Если бы Тельман Арсануков был не чеченцем, один этот взгляд вполне убедил бы его в том, что с приобщением республики к цивилизации придется повременить. Будучи, однако, не только кавказцем, но и мастером слова, Тельман доверял лишь образной речи, в расчете на которую он и поинтересовался у Хаима о возможных последствиях пренебрежения волей еврейского народа и апроприации синагоги под фабрику. Ответил Ричард. Ветры мировой истории, объявил он, вырвут его, то есть Тельмана, из председательского кресла, умчат в Чечено-Ингушские горы и пригвоздят там к вершине, где коршун иудейского возмездия выклюет ему печень. Опытный баснописец, разбиравшийся в тонкостях иносказательного слога, Арсануков среагировал на заявление Ричарда адекватно: развернулся, уселся в черный автомобиль марки Волга и умчался восвояси, приказав на ходу румяным грузчикам последовать его примеру. Время от времени, однако, наезжал в синагогу пересчитывать стариков: природный оптимизм подсказывал ему, что, за исключением Хаима, жить им осталось недолго, и с первой же счастливой кончиной среди богомольцев синагога окажется без кворума, то есть «непосещаемой», чем — с возвышенной целью поголовного околгочивания чечено-ингушских домохозяек — горсовет немедленно и воспользуется.

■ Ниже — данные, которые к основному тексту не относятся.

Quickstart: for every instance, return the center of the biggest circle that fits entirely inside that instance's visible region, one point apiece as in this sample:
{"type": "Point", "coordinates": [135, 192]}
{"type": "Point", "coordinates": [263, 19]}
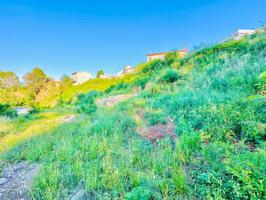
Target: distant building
{"type": "Point", "coordinates": [242, 32]}
{"type": "Point", "coordinates": [161, 56]}
{"type": "Point", "coordinates": [80, 77]}
{"type": "Point", "coordinates": [127, 69]}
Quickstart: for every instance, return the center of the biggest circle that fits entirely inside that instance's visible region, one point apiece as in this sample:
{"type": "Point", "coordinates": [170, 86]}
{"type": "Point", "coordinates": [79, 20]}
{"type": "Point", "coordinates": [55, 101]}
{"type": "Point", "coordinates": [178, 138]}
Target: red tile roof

Старики, между тем, держались: не только не загибались из сущего зловредства, но молились Богу с таким рвением, что помимо многочисленных грехов артистического прошлого Тот прощал им даже фонетические ошибки при чтении Торы. Отчаявшись, Тельман обратился за помощью к оперативным работникам милиции, которые заслали в синагогу — под видом заезжей набожной еврейки — арестованную накануне за растление пионера проститутку казахского происхождения, прибывшую на заработки из Алтайского края. Вдобавок к невозбуждению дела против нее казашке в случае успеха было обещано разрешение на грозненскую прописку и бессрочный пропуск в местный Дворец пионеров, причем, задачу ей дали до потехи простую: совращение в гроб любого из стариков.
Закончилась затея, действительно, потешно: ни один из музыкантов, привыкших на гастролях ко вниманию менее зловонных дам, на казашку не позарился, тогда как сама она, подавленная искренностью, с которой старики общались с небесами, призналась им в своей гнусной миссии и попросилась в лоно еврейского Бога, общение с которым, как оказалось, не требует Его присутствия, что, дескать, особенно удобно, если находишься в маленькой одиночной камере. Взамен она обещала — пока за ней не придут из милиции стряпать им горячие блюда. Старики просьбу выполнили: представили ее своему Богу, но от казахских блюд их всех, за исключением привратника, стошнило, а потому, выдав двести рублей, они велели ей не мешкать и улизнуть в родные края. Вместе с нею туда же улизнул и привратник, оставив записку, что жизнь слишком коротка, чтобы бороться со злом и отказываться от горячего. Никто его кроме Ричарда не осудил, а Хаим даже сказал, будто привратник повел себя достойно, поскольку в Талмуде записано, что, если еврею невмоготу сдерживать похоть, ему следует уйти в чужие края и предаться блуду вдали от родного народа. Лишившись, однако, миньяна, старики забили в синагоге окна, навесили на плюшевые гардины мешочки с нафталином, покрыли скамейки простынями и заперли на замок дверь, ведущую в синагогу из пристройки, где они и осели в ожидании десятого еврея, которого, по их расчетам, тотчас же и должен был прислать Господь, ежели, конечно, Он был на стороне не грозненского горсовета, а Им же избранного народа.